Dopo l’anteprima dell’8 agosto – quando è stato attribuito a Renzo Piano il riconoscimento speciale per il 2020 – e in attesa della cerimonia di cui il 27 settembre sarà protagonista la vincitrice Olga Sedakova, in questo fine settimana le manifestazioni del premio LericiPea si concentrano tra La Spezia e il Golfo di Poeti, con una serie di incontri che vedono la partecipazione, fra gli altri, di Roberto Pazzi, Giuseppe Conte, Massimo Bacigalupo e Adriana Beverini (per il programma www.lericipea.com). Di particolare significato l’appuntamento previsto questa sera alle 21 presso il Castello di Lerici e incentrato sul libro che Paolo Lagazzi ha dedicato alla figura e all’opera di Paolo Bertolani. Quella ricchezza detta povertà (Carta-Canta, pagine 140, euro 13,00: a parlarne con l’autore ci saranno Manuel Cohen e Davide Rondoni) è qualcosa di diverso da un saggio critico, anche se a firmarlo è uno degli osservatori più attenti della nostra recente letteratura in versi.
Da tempo, infatti, Lagazzi ha sviluppato una sua personalissima cifra di narratore, che si ritrova intatta in questo percorso sui «sentieri di Paolo Bertolani» ai quali rimanda il sottotitolo. Sono i sentieri che da Lerici portano verso l’Appennino, in una continuità non solo ideale con Casarola, la località del Parmense che fu il rifugio di Attilio Bertolucci, il poeta al quale Lagazzi ha dedicato gran parte della sua attenzione di studioso e di testimone. Nato nel 1931 a La Serra, sopra Lerici, e morto nel 2007 a Romito Magra, Bertolani ha lavorato per tutta la vita come vigile urbano: senza mai fare una multa, diceva, e senza neppure prendere la patente. Per raggiungere Casarola si avventurava in Vespa lungo i tornanti del Lagastrello e fu durante una di quelle visite, nel 1976, che avvenne l’incontro con Lagazzi.

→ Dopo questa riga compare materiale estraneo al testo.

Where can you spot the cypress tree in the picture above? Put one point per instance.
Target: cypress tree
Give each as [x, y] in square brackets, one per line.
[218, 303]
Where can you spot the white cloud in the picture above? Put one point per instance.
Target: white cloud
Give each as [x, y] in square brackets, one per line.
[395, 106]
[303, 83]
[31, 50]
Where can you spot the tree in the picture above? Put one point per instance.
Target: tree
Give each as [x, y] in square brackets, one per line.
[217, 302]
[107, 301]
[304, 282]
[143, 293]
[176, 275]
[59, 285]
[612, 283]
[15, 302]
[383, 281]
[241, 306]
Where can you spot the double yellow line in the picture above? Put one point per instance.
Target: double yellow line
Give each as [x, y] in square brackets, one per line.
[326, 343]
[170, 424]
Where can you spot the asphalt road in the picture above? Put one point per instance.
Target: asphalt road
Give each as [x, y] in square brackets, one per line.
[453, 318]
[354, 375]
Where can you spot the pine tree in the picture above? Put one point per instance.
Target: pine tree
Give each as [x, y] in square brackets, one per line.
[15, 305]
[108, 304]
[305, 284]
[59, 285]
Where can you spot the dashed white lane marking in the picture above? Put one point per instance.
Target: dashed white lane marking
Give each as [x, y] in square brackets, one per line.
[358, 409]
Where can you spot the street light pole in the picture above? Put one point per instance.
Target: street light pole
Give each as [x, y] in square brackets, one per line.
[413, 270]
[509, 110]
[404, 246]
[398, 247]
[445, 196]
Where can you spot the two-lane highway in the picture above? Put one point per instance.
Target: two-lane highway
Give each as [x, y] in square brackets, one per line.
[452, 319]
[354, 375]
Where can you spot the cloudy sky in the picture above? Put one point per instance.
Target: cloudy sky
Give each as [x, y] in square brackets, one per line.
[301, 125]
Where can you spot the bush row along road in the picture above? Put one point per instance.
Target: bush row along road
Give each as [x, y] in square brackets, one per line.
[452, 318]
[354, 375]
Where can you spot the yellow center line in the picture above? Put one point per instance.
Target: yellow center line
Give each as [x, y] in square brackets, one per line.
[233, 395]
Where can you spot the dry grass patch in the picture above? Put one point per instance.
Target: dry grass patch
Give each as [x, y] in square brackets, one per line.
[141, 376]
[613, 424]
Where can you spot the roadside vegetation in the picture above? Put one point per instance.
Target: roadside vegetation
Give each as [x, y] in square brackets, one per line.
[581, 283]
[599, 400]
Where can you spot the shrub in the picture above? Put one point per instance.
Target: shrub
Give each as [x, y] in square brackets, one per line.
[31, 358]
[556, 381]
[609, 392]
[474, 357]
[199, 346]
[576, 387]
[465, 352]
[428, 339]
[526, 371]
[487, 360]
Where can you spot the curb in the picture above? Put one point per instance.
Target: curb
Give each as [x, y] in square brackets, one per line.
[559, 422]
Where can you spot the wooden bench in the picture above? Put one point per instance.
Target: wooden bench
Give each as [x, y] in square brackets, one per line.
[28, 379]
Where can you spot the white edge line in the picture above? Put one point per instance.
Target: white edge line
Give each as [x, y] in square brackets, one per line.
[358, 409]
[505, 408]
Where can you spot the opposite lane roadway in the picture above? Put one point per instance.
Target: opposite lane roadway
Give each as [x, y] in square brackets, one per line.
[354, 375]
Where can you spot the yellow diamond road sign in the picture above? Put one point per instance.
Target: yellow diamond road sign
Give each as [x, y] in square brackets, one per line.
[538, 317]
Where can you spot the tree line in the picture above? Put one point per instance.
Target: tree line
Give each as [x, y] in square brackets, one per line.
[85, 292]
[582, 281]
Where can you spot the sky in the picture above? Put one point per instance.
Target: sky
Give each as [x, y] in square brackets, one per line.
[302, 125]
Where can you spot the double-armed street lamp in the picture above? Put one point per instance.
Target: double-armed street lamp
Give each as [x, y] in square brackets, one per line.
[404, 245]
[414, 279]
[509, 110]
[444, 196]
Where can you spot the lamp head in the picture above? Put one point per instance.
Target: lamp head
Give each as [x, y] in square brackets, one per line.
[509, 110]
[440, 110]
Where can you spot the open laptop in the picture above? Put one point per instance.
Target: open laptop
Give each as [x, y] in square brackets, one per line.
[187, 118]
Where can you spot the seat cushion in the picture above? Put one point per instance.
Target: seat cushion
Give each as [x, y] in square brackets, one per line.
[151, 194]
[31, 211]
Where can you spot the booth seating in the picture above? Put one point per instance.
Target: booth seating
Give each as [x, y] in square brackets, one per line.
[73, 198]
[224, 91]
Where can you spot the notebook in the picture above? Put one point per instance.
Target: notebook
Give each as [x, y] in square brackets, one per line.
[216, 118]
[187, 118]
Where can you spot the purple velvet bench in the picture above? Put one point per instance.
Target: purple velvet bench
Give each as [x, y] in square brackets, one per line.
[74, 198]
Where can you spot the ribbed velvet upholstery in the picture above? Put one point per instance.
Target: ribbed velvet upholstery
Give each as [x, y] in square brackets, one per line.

Fu l’inizio di un’amicizia, certo, ma anche e principalmente la scoperta di un sentimento comune, nel segno di un’essenzialità che per Bertolani avrebbe presto comportato la svolta verso il dialetto consegnata a Seinà (“Serata”, 1985), che rimane uno dei suoi testi capitali. Il 1976, invece, era l’anno di Incertezza dei bersagli, la raccolta in cui Bertolani – come Lagazzi argomenta con precisione – più si avvicina alla lezione di Vittorio Sereni, altro nume tutelare di questa cangiante contrada poetica.
Già presente in controluce nella magnifica prosa di Racconto della contea di Levante (1979), la lingua alla quale Bertolani fa ritorno a partire da Seinà è per Lagazzi «uno strumento mobilissimo», una parlata nella quale le vocali prendono il sopravvento, così da permettere – come sottolineava un altro grande poeta dia-lettale, Fernando Bandini – che alla rima “miele/fiele”, mée/fée vada a incatenarsi un terzo termine, chèe, che significa “cuore”.
Di questa poesia che «si nutre delle ceneri» ed è «trascrizione magica» compiuta «sul crinale dell’impossibile«, Lagazzi documenta con straordinario trasporto una dimensione che potrebbe apparire esclusivamente privata, quella delle composizioni di cui lui stesso e Attilio Bertolucci sono stati destinatari. A prendere forma è così un piccolo, compatto canzoniere degli affetti, capace di sfidare il tempo e la morte. Ma te trèvo ’nti parole, / ’nte quéle / nó te sé mai partì, scrive Bertolani a Bertolucci: «Ma ti trovo nelle parole, / in quelle / non sei mai partito».